Then he attacked one of them. She was such a nice young woman, too. In all honesty, she was the nicest one, genuinely not looking down her nose at him every time they talked. She asked him what he was thinking about, why _he_ thought he felt bad some days, and even listened and responded while he talked to her.

If she hadn't been talking to Ryan like this, then she would have gotten injured even worse.

The angel had asked, "How are your teeth?"
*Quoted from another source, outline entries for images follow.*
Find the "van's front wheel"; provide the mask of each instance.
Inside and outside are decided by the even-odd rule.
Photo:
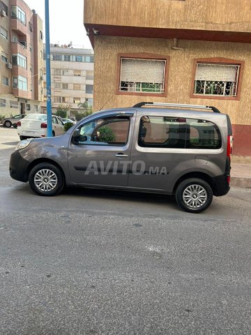
[[[59,193],[65,184],[61,170],[48,163],[41,163],[34,166],[29,175],[29,182],[36,193],[45,196]]]
[[[179,207],[185,211],[200,213],[205,211],[212,202],[212,188],[203,179],[190,178],[178,186],[176,200]]]

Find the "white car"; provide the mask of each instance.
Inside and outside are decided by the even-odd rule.
[[[64,133],[62,119],[52,115],[52,135],[58,136]],[[45,137],[47,134],[47,114],[29,114],[17,122],[17,134],[20,140],[29,137]]]

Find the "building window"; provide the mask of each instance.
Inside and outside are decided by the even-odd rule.
[[[54,75],[61,75],[60,68],[54,68]]]
[[[236,96],[240,65],[197,64],[195,94]]]
[[[164,93],[166,60],[121,58],[121,92]]]
[[[54,101],[56,103],[60,103],[61,102],[61,96],[54,96]]]
[[[9,79],[8,77],[3,76],[3,85],[6,85],[6,86],[9,85]]]
[[[74,70],[74,75],[76,77],[81,76],[81,70]]]
[[[73,84],[73,89],[81,89],[80,84]]]
[[[26,24],[26,14],[18,6],[11,6],[11,17],[17,19],[23,24]]]
[[[1,60],[3,61],[5,63],[8,63],[8,58],[3,56],[3,54],[1,56]]]
[[[27,68],[27,57],[21,54],[13,54],[12,63],[13,65],[17,65],[21,68]]]
[[[82,61],[82,56],[75,56],[75,61]]]
[[[73,98],[73,103],[80,103],[80,98]]]
[[[0,99],[0,107],[6,107],[6,100],[5,99]]]
[[[28,81],[27,78],[19,75],[18,77],[13,77],[13,89],[22,89],[23,91],[28,91]]]
[[[86,94],[93,94],[93,85],[86,85]]]
[[[3,27],[0,27],[0,34],[3,38],[8,40],[8,31],[5,29]]]
[[[17,101],[10,101],[10,108],[18,108],[18,102]]]
[[[0,10],[4,10],[6,13],[6,15],[8,16],[8,7],[5,3],[3,3],[3,1],[0,1]]]
[[[52,60],[53,61],[61,61],[62,60],[62,54],[52,54]]]

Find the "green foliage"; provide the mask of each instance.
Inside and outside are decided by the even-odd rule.
[[[78,107],[79,110],[75,113],[77,121],[81,120],[83,117],[88,117],[88,115],[90,115],[93,112],[92,106],[89,105],[87,101],[85,101],[84,103],[79,103]]]
[[[59,105],[56,109],[56,115],[61,117],[62,119],[67,117],[68,112],[70,110],[70,105]]]
[[[63,125],[63,129],[65,131],[67,131],[73,126],[73,124],[72,122],[66,122],[66,124]]]
[[[116,135],[112,130],[107,126],[104,126],[98,128],[100,135],[98,139],[100,142],[114,142],[116,140]]]

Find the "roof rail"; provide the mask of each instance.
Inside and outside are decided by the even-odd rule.
[[[183,103],[152,103],[152,102],[142,102],[139,103],[132,106],[134,108],[141,107],[142,106],[164,106],[169,108],[192,108],[197,110],[211,110],[215,113],[220,113],[220,110],[213,106],[203,106],[201,105],[186,105]]]

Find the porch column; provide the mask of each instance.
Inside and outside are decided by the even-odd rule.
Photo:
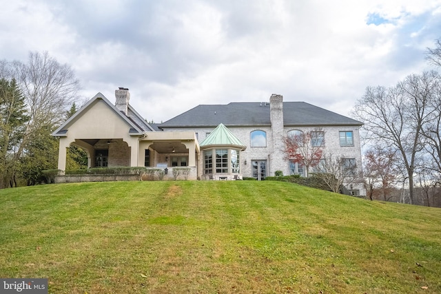
[[[188,149],[188,166],[196,167],[196,148],[194,141],[184,142],[184,145]]]
[[[138,166],[138,153],[139,152],[139,140],[138,138],[132,138],[126,141],[130,148],[130,166]]]
[[[58,151],[58,169],[64,174],[66,170],[66,158],[68,156],[68,147],[70,146],[70,142],[67,138],[60,138]]]

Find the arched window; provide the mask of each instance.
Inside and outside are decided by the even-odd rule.
[[[267,133],[260,130],[252,132],[251,147],[267,147]]]
[[[291,131],[288,132],[288,136],[289,136],[290,137],[300,136],[302,134],[303,134],[303,132],[299,129],[291,129]]]

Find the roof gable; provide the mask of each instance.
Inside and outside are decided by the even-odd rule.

"Itchy." he'd whimpered, trying to stretch his jaw this way and that. Curling his fingers up, he hugged his hands to his body. "And my fingers tickle."

She gazed at him sympathetically, placing a hand on his shoulder. He didn't flinch away; he liked the connection to humanity. "Do you want me to see if I can get you something? Maybe… Maybe an extra blanket or something? I have a puppy at home who's always chewing on his blanket. I think it helps his teeth… I bet it feels like your teeth do right now."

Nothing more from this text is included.